HOME(LAND) is a multimedia exhibition project examining how concepts of land intersect and dialogue with the fluid, and shifting characteristics of identity, belonging, and home across and between races, regions, cultures and nations.
Throughout a series of three exhibitions, HOME(LAND) investigates the complex issues surrounding contemporary cultural discourses on global migration, site, and identity. Artists from diverse backgrounds whose practice and work are infused with unique interracial complexities, examine questions on concepts such as kinship, ancestry, memory, and racialization.
The second exhibition, Terra Firma evokes the earth as a powerful natural element that connects us directly to the land, the territory that we inhabit and where we build and fabric our home. In the foreground, the selected works tackle ideas of symbio-politics, environmental governance, cultural borders, and social displacement and erasure from a perspective of individual resilience and community resistance and participation.
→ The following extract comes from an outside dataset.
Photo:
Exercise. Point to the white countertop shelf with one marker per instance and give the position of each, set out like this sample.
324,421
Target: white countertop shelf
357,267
Terra Firma explores how the earth, the soil and ultimately the land becomes an integral part of our identity and very being. Rooted in observation and interaction with natural landscapes, artists in this exhibition explore the notion of kinship as an interconnected and inextricable system existing between the earth, the land and all living things.
Helio Eudoro, O Manto, 2021. Wearable experiential garment. Dimensions Variable.
As an iteration of his previous performative work, O Manto de Invisibilidade 3, Eudoro constructs once again the Manto. This time by using non-gender clothes, he explores bias, cultural segmentation and suppression towards sex, gender and ultimately the body. He invites us to revisit how we came to identify ourselves through the body and how various social and cultural foundations often incite a behavioural need to be concealed or disguised and encourage a way of thinking in exile.
The Manto continues to be a symbolic and active component in Eudoro’s research for cultural inclusion. As a mechanism of power, it protects and reveals, activates the body and allows individuals and their identities to be free.